Would he move if you promised to take care of all the moving stress? Dealing with estate agent and so on? Would there be an area between what you want and what he wants?

Comprise with each other?

sandyhappypeople · 05/06/2023 10:08

WanderlustLost · 05/06/2023 09:49

No last week we were talking and he had been making some vague murmurs that maybe we weren't going to be moving. So I said to him, please can I get a firm yes to this, that we will move when youngest finishes like we planned.

He said yes.

Then Saturday got annoyed and hasn't spoken to me.

Ooh, I’d be inclined to cool it then, he’s given you the yes, that’s all you need for now. Don’t spend any more on the house then you need to and don’t get too involved in any future plans or discussions as it’s far too early to be making decisions at this point and it sounds like he retracts if you try and push him.

Saying that, I’d also shut down any murmuring about staying with a, well we’ve already agreed we’re going so there’s no point putting expensive windows in etc.

grumpycow1 · 05/06/2023 10:09

He won’t listen to you, he gets angry. He won’t do counselling. Sounds like divorce is the only next option really and he will have to sell up and move then! Don’t spend the next 20 years being desperately unhappy.

ChocChipHandbag · 05/06/2023 10:09

When you say he hasn't spoken to you for days, do you mean about the idea of moving, or at all?

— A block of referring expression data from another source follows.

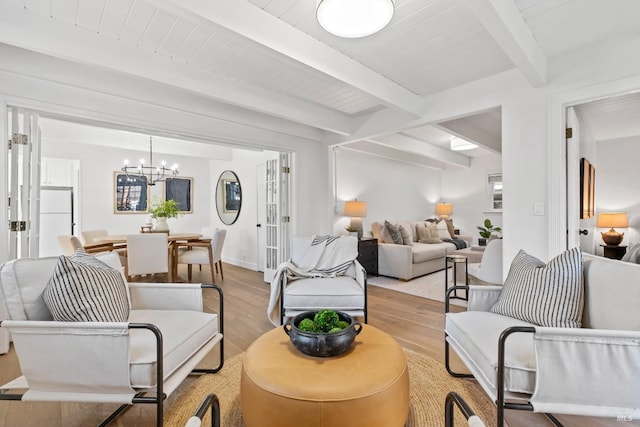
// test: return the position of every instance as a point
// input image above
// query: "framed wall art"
(587, 189)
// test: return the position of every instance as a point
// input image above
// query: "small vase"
(162, 225)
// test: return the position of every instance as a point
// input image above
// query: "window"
(494, 186)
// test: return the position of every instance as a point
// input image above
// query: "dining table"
(174, 240)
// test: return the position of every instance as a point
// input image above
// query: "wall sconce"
(444, 210)
(356, 210)
(612, 219)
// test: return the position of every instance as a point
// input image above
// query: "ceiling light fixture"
(354, 18)
(459, 144)
(152, 173)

If it's the latter, you really need to stop minimising how much of a problem this is. Grown, rational adults do NOT deal with problems by freezing others out, sulking and punishing them with the silent treatment. Either he has a mental health problem (in which case he needs to seek help) or he is an utter arsehole whom you need to think about leaving.

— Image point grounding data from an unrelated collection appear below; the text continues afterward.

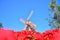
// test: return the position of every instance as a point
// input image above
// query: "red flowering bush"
(29, 35)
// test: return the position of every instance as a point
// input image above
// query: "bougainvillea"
(29, 35)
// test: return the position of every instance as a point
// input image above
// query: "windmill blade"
(30, 15)
(22, 20)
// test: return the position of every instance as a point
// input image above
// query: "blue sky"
(12, 10)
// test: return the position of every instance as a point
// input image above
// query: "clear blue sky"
(12, 10)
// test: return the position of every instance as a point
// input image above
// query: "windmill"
(28, 24)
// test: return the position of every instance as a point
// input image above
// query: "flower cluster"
(29, 35)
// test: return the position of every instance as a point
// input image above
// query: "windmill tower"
(28, 24)
(55, 8)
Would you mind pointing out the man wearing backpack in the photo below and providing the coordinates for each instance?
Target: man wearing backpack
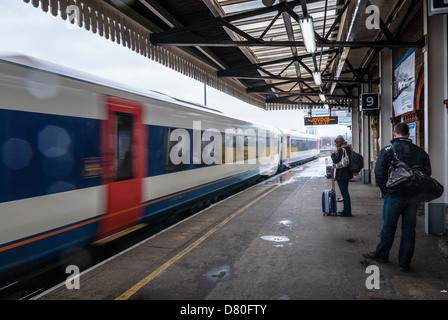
(398, 201)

You have normalised this and think it is fine in a healthy marriage. It is not. Absolutely not.

grumpycow1 · 05/06/2023 10:10

TheKobayashiMaru · 05/06/2023 10:05

To be honest, I'd consider divorcing him. The reversing on an agreed major life decision without discussion, punishing you by giving you the silent treatment and not caring about the impact of his actions on you or your children would be a deal breaker for me.

This - said it way better than I did!

WanderlustLost · 05/06/2023 10:10

GoldenGorilla · 05/06/2023 10:03

So…..you have a child that is autistic and a husband who hates confrontation, won’t articulate his feelings, shuts down/goes silent when unhappy, and doesn’t like change.

Im sure you’ve already thought of this but it sounds like your husband could be autistic as well. It very often runs in families.

That doesn’t mean he has to get his own way, or that you have to accept his behaviour. But it does mean you might need to approach him and the issue differently in order to get what you want.

Can you think calmly about what his concerns are, how you can help him navigate those, and what kind of approach would work best for him? That will vary a lot - for my autistic sister we use lots of preparation, advance discussion, talking it through. For my autistic nephew we tell him what’s happening then let him stew over it and come back to briefly ask questions when ready. For my autistic son we tell him what’s happening with very little time to get anxious about it. So it varies loads what will work!

Yes, they are so alike.

My daughter needs time to process things and so does my husband which is why I gently raise things that might cause issues.

I knew moving again might be difficult and he might try and backtrack but I've tried to reassure him each time he's wobbled recently but this time it feels like his digging in and there is only so much I can take.